İnsanlara güvenmek yerine süreçleri düzenlemek için yazılım kullanın
Kuruluşunuz genelinde bir iş sürecini takip edin ve bunun kısmen yazılım ve kısmen kabile bilgisi olduğunu göreceksiniz. Bir kişinin bildiği veya anladığı belirli adımlar vardır çünkü bunlara uygulamadan maruz kalırlar veya kritik bir entegrasyon noktası oldukları için. Bu böyle olmamalı. Bu işi bir yazılım gibi bir araya getirmeniz gerekiyor. otomasyon kumaş. Bir otomasyon yapısı, insanların bunu yapmasına güvenmek yerine otomasyonu otomatikleştirir.
İşleri değiştirmeyi kolaylaştırın
Değişim kaçınılmazdır ve onu kucaklamalıyız. Ancak, bu kadar zor olmamalı. İşinizin ortamınız değiştikçe uyum sağlayabilmesi ve gelişebilmesi için bazı şeyleri değiştirmeyi kolaylaştırmalısınız. Daha hızlı değişiklik yapmak için, bunu yapmak için gereken becerileri azaltmanız ve iş ihtiyaçlarını BT kısıtlamalarından ayırmanız gerekir. Bu, kısıtlı BT kaynaklarına bağlı kalmadan çalışanlarınızın işi optimize etmesine yardımcı olacak bir yol bulmanız gerektiği anlamına gelir.

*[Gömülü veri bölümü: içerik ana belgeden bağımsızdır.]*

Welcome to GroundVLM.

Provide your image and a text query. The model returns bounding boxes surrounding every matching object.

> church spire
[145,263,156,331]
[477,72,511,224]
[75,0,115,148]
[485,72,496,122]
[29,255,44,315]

Çalışanlarınızın üzerindeki yükü azaltın
İnsanlarınız en önemli varlığınızdır. Ne yazık ki, en azla en fazlasını yapmaları istenenler de onlar. Birçok bilgiyi hatırlamaları, birden fazla görevi yerine getirmeleri ve çeşitli araç ve teknolojileri kullanmaları istenir. Bu çok fazla. Önemli olan şeye, yani işe odaklanabilmeleri için çalışanlarımızın üzerindeki yükü azaltmanın yollarını bulmalıyız.

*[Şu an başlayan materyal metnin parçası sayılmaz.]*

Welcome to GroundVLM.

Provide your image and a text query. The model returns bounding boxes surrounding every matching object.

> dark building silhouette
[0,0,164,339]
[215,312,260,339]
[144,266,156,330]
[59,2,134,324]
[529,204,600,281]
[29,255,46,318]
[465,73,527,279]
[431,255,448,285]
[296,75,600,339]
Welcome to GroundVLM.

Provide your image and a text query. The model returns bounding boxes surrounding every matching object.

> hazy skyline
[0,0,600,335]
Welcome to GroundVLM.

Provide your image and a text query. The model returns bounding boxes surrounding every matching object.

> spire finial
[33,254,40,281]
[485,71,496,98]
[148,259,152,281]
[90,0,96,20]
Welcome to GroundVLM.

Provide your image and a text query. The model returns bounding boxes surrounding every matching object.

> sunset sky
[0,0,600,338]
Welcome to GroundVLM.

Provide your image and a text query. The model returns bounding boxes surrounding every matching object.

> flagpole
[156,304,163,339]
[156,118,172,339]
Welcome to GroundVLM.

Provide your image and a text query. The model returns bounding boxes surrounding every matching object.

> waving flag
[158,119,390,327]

Daha fazla işi yazılıma ve yapay zekaya taşıyın
Daha fazla iş sürecini uyarlanabilir bir platforma taşıdıkça ve kırılgan özelleştirmelerden ve kabile bilgisinden uzaklaştırdıkça, iki önemli hedefe ulaşırsınız. İlk olarak, daha fazla işi yazılıma taşımak, insan kısıtlamalarını ortadan kaldırır ve kabile bilgisini ve verilerini yakalamanıza olanak tanır. İkincisi, bu veriler süreçlerinizin nasıl çalıştığını öğrenebilir ve çalışanlarınızın aşağıdakileri kullanarak iş sonuçlarını optimize etmelerine yardımcı olabilir: yapay zeka. Bu şekilde, insanlar en iyi yaptıkları şeye odaklanabilir: diğer insanlarla etkileşime geçmek ve karar vermek.
Karmaşıklık ekleyebilir veya kaldırabilirsiniz
Yenilik yapmak ve değişimi kolaylaştırmak için BT, insana öncelik veren dağıtım modellerine odaklanmalıdır. Bu, insanlara güvenmek yerine süreçleri düzenlemek için yazılım kullanmak ve işletmelerin uyum sağlayıp gelişebilmesi için işleri değiştirmeyi kolaylaştırmak anlamına gelir. BT, daha fazla işi yazılıma ve yapay zekaya kaydırarak insanların üzerindeki yükü azaltmalıdır.
Öyleyse kendinize sorun: Karmaşıklık mı ekliyorsunuz yoksa kaldırıyor musunuz?
John Michelsen, Krista Software’in CEO’su olarak
DataDecisionMakers
VentureBeat topluluğuna hoş geldiniz!
DataDecisionMakers, veri işini yapan teknik kişiler de dahil olmak üzere uzmanların verilerle ilgili içgörüleri ve yenilikleri paylaşabileceği yerdir.
En yeni fikirler ve güncel bilgiler, en iyi uygulamalar ile veri ve veri teknolojisinin geleceği hakkında okumak istiyorsanız DataDecisionMakers’ta bize katılın.
düşünebilirsin bile makale katkıda bulunmak senin!